Wednesday, August 23, 2006

Bite Me!

Today I think I finally discovered the reason (I hope) for Georgia’s sour mood. After taking a very brief nap this afternoon, she woke up to continue her rampage. First, she attempted to pinch off that little mole on the back of my leg while I was in the kitchen fixing her a snack. And she pinches with a vengeance! Yeow! One of these days, she’s actually going to succeed in getting that damn thing off!

When I picked her up, she whipped out a turquoise marker that she had apparently been hiding up her sleeve or in her diaper. She wielded that marker as if she were Norman Bates, and she really got me before I managed to pry it out of her little fingers. The turquoise didn’t go very well with my light purple blouse, so I’m certainly hoping those are washable markers.

But I digress. She began screaming her protests at me for confiscating her marker, and on one particularly loud screech, I saw it! Tooth number five! The drooling and runny nose have been big signs that this was coming, but I thought that thing was never going to pop through. I am quite confident that it wasn’t there this morning, so I have a feeling she woke up screaming from her one-hour nap when that tooth reared it’s ugly head and poked its way out.

I should have been happy with the fact that I can check off one more tooth on the torturous teething path. However, something possessed me to stick my finger in her mouth. I had to feel it, as well as see it. I’m not sure why – it’s just something we moms do. Georgia immediately responded by clamping down on my finger, and I quickly discovered that five teeth hurt much more than four. Yeooow!

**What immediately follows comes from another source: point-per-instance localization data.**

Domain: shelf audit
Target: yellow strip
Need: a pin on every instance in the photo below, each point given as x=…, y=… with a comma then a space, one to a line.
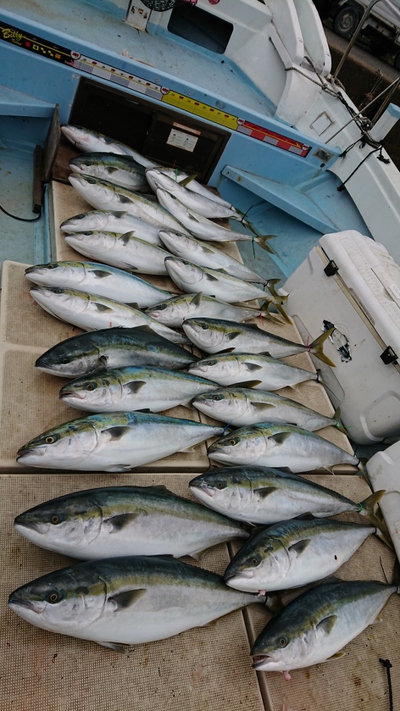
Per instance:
x=180, y=101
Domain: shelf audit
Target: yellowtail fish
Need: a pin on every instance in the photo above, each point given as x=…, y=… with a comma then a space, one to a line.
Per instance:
x=116, y=521
x=245, y=406
x=265, y=496
x=117, y=168
x=318, y=624
x=91, y=312
x=280, y=446
x=294, y=553
x=220, y=335
x=127, y=600
x=112, y=348
x=98, y=279
x=91, y=141
x=261, y=371
x=133, y=388
x=114, y=442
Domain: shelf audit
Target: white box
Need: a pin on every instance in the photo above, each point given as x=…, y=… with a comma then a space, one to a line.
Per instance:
x=352, y=282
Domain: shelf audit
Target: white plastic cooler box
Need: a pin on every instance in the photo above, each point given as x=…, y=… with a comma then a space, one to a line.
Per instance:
x=351, y=283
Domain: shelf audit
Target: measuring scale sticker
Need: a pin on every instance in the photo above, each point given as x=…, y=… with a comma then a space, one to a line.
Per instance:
x=340, y=341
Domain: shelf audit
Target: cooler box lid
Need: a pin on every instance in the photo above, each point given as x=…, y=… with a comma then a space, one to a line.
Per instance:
x=372, y=277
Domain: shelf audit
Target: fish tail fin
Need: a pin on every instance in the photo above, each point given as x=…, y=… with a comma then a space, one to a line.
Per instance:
x=277, y=301
x=367, y=509
x=262, y=241
x=317, y=345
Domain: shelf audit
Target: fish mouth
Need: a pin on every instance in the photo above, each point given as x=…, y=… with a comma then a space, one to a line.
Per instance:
x=20, y=602
x=259, y=661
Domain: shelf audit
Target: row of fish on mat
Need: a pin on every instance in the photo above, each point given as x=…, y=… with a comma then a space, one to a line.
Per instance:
x=120, y=436
x=125, y=592
x=130, y=588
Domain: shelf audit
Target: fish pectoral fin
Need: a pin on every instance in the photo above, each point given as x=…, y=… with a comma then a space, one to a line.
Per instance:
x=122, y=601
x=100, y=273
x=122, y=520
x=265, y=491
x=115, y=646
x=338, y=655
x=261, y=405
x=300, y=546
x=118, y=432
x=134, y=386
x=327, y=624
x=280, y=437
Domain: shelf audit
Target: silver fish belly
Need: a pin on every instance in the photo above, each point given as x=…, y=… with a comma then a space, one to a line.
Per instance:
x=113, y=442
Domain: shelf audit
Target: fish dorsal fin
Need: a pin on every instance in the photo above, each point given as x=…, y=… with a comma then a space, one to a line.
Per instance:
x=122, y=520
x=265, y=491
x=280, y=437
x=300, y=546
x=197, y=299
x=253, y=366
x=327, y=624
x=248, y=384
x=261, y=405
x=135, y=386
x=103, y=307
x=118, y=432
x=126, y=599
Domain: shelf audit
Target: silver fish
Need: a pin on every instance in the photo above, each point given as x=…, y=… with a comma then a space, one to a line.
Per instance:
x=98, y=279
x=318, y=624
x=294, y=553
x=265, y=496
x=116, y=521
x=133, y=388
x=127, y=600
x=101, y=193
x=201, y=204
x=112, y=348
x=113, y=442
x=213, y=282
x=216, y=335
x=118, y=169
x=91, y=312
x=121, y=251
x=173, y=311
x=262, y=371
x=202, y=227
x=113, y=221
x=280, y=446
x=191, y=183
x=205, y=254
x=91, y=141
x=245, y=406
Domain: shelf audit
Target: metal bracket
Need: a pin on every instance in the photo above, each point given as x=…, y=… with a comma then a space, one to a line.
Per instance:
x=389, y=356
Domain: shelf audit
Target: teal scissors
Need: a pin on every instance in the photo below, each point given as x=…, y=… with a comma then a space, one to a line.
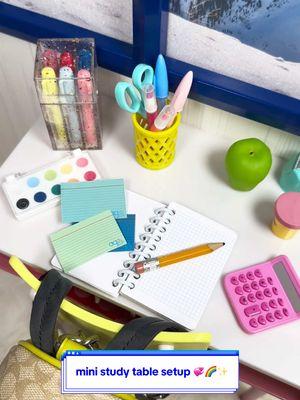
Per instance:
x=142, y=74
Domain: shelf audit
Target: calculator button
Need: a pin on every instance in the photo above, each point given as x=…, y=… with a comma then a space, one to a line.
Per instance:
x=264, y=306
x=267, y=293
x=262, y=320
x=280, y=301
x=251, y=311
x=257, y=273
x=250, y=276
x=270, y=280
x=263, y=283
x=275, y=291
x=253, y=323
x=234, y=280
x=270, y=317
x=273, y=304
x=285, y=312
x=259, y=295
x=243, y=300
x=251, y=297
x=238, y=290
x=278, y=314
x=247, y=288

When her father got home from work, I shared Georgia’s latest accomplishment with him before drafting him to take the kids and go with me to the grocery store for milk, fruit and yogurt. Yes, I could have gone by myself, but occasionally I feel the need to share my experiences with my darling husband. Today I felt he needed to experience the public screaming of his daughter when she is confined to a shopping cart.

When we got to the store, I quickly picked up our items, and decided to add beer to the list since we were running dangerously low on Boulevard Wheat. Eric took Eli to the bathroom while Georgia and I went to check out. As the cashier rang up my items, she looked at me as she scanned the beer. “What’s your date of birth?” she asked pointedly. Jeez! What is this? A quiz? I told her my birthdate and she scanned the beer through. At least this wasn’t as bad as the time I attempted to buy Dayquil!

I said, “Why is it that I feel guilty about buying beer even though I’m 34 years old?” She just looked at me like I was nuts (you may be noticing through my blogs that people often look at me like I’m crazy). She just said, “I don’t know. That’s kind of weird.” What? Did she just call me weird? Then she said, “Did you buy alcohol illegally when you were younger?” Well, of course I did! I just said, “Ummmm, probably.” She said, “Well, that’s probably it. Those guilty feelings are still lingering.”

Okay, I get enough of a guilt trip from plenty of family members. I certainly don’t need the Wal-Mart cashier laying one on me for illegally buying alcohol 15 years ago! I’ve got to learn to keep my thoughts to myself.

As I walked out of the store, the woman said, “Have a nice day.” I said, “You too.” But the response in my head was, “Bite me, wench!”